Louis Nicollin est évidemment inséparable de l’autre grande figure montpelliéraine, Georges Frêche. C’est d’ailleurs plutôt le maire qui a convaincu le président du club d’envoyer les joueurs jouer dans les quartiers, dont, en premier chef, le quartier où se trouvait le stade. « Cela a renforcé la popularité de Nicollin, précise encore André Vezinhet. Je crois même que pendant quelque temps, Frêche le craignait un peu. Il m’avait dit : “Tu sais, si Nicollin se lance en politique, il fera ce qu’il veut”, mais je crois que ce n’était vraiment pas son ambition. Il dirigeait son entreprise, il dirigeait le club, cela lui suffisait largement. »

A interroger les jeunes Pailladins, l’annonce de la mort de leur figure emblématique a évidemment été un choc. Mais certains gardent un peu de distance. « J’adorais le personnage, précise ainsi AbdelKader, né à La Paillade et qui y réside encore, quarante ans après. Je l’aimais bien pour son côté rebelle, même au sein des présidents de club. En revanche, le club est resté fermé. Je pense que des Zinedine Zidane en puissance, il y en avait à La Paillade, mais ils n’ont jamais pu intégrer le club, c’est dommage. »

Propos que nuance aussitôt Marwan : « Le club a quand même intégré Abdel El Kaoutari, qui a été champion de France avec le MHSC en 2012 ! Il est né à Montpellier et doit sa carrière à Louis Nicollin. Mais c’est vrai que c’est sans doute le seul des quartiers de Montpellier à avoir intégré le centre de formation, puis l’équipe première. Après, les raisons peuvent être variées : est-ce que c’est la responsabilité de Nicollin ? Est-ce que c’est dû à un manque de structures sportives dans les quartiers ? Je n’en ai aucune idée ! »

« On va lui montrer qu’il comptait ! »

Pour Clare Hart, qui dirige une association d’insertion très présente à La Paillade, Face Hérault, ce qui était frappant chez Louis Nicollin, c’ était sa façon d’aborder les problèmes, de la même manière dans son entreprise que dans son club : « Il y avait des passerelles entre les deux. Il a fait du club une fierté pour son entreprise. Certains salariés de l’entreprise Nicollin sont allés travailler au club, il y avait un lien affectif entre les deux. » L’homme donnait aussi très volontiers des places aux éboueurs de sa société pour qu’ils puissent aller voir les matchs. « Il a toujours eu à cœur de faire avancer ses équipes, quelle qu’elles soient. Dans son entreprise, il y avait beaucoup de salariés illettrés : il a mis en place dès les années 70-80 des programmes pour les faire progresser, à une époque où très peu d’entreprises menaient des politiques sociales aussi ambitieuses. »

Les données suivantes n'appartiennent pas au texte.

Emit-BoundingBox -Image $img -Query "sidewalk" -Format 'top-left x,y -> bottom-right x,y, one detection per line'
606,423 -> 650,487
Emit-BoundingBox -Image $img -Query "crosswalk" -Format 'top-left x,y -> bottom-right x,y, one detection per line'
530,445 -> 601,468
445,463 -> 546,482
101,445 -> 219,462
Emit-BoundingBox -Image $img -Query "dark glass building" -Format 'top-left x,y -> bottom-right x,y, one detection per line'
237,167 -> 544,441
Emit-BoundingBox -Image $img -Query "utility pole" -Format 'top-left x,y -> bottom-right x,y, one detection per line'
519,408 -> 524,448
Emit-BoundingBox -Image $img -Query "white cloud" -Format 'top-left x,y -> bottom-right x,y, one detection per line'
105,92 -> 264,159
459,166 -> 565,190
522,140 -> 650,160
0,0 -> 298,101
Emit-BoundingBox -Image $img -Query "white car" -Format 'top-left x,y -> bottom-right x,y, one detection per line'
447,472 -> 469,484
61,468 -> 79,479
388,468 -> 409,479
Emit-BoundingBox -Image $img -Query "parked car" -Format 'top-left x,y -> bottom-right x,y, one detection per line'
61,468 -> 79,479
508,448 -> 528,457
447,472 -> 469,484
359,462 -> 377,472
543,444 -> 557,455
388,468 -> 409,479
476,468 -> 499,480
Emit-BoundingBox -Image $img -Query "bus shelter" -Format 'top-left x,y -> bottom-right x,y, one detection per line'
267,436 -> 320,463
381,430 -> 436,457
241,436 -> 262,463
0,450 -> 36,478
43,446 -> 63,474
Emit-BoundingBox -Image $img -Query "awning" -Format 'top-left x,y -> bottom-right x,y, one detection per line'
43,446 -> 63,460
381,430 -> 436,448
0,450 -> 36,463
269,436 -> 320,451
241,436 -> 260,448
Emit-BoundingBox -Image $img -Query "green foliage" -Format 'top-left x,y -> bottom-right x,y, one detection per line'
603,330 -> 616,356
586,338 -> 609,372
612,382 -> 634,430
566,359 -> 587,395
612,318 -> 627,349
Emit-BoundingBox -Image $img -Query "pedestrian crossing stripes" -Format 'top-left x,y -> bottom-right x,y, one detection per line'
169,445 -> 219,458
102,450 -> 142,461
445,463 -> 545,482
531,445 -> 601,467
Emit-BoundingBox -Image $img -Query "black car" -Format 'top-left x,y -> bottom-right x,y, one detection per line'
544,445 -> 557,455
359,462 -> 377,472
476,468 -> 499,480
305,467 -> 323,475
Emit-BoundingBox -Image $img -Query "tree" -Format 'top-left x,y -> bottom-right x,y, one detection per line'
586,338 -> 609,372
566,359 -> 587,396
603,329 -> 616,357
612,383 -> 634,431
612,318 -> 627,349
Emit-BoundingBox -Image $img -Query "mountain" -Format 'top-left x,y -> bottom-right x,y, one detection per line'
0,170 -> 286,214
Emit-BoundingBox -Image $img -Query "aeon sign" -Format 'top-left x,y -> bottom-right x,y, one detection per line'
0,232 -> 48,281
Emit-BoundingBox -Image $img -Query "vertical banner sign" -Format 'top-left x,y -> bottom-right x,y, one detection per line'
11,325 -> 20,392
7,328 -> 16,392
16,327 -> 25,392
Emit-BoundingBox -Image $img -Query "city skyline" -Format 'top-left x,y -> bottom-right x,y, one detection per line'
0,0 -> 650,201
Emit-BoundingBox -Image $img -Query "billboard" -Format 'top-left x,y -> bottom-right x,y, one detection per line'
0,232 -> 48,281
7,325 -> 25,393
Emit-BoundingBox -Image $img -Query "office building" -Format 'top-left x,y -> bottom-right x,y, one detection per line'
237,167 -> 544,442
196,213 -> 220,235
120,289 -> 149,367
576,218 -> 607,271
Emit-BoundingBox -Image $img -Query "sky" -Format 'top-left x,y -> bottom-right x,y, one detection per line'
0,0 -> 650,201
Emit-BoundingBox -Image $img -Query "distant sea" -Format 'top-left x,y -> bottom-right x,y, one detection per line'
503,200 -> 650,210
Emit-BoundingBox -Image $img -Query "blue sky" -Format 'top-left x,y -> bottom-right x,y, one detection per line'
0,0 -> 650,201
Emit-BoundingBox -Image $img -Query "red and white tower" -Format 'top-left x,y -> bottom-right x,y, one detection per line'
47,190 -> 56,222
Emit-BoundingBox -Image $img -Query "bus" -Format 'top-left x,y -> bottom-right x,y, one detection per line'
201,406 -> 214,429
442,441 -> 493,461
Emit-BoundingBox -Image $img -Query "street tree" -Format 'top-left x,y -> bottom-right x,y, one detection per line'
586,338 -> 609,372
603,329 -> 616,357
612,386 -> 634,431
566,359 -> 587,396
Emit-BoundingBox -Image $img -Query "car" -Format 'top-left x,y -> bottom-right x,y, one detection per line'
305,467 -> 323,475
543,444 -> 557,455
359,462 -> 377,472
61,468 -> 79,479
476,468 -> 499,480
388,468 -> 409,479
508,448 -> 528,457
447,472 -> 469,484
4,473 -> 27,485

Avec les grands succès du club, l’histoire Nicollin-La Paillade a acquis une dimension tirant vers le conte de fées, mais le lien qui s’est construit pendant trente ans entre le chef d’entreprise et le quartier n’a pas toujours été passionnel. « Dans les années 80, le stade de La Paillade était clairement trop petit, précise André Vezinhet. Soit on le rénovait, soit on en construisait un autre. Je voulais vraiment que le stade reste dans le quartier, mais Frêche et Nicollin penchaient davantage vers un nouveau stade proche de l’autoroute, estimant que cela attirerait un public régional. Mais on a engagé les investissements sur le quartier et j’en suis heureux. »

Et Marwan précise que l’histoire se répète aujourd’hui : « Nicollin cherchait des solutions car le stade est inondable et parfois inondé. Il y a deux options : la rénovation du stade et de ses alentours ou le déménagement. Même si le stade fait partie du patrimoine de La Paillade, la décision n’était pas évidente et je ne sais pas ce que Nicollin envisageait. » Et maintenant, quel hommage vont rendre les Pailladins à leur grand homme ? « On va sûrement attendre la reprise du championnat, en août, mais c’est sûr, on va lui montrer qu’il comptait ! », précise un tout jeune supporteur, qui n’a pas connu toutes les heures de gloire, mais qui est visiblement aussi attaché à cette figure que les « anciens ».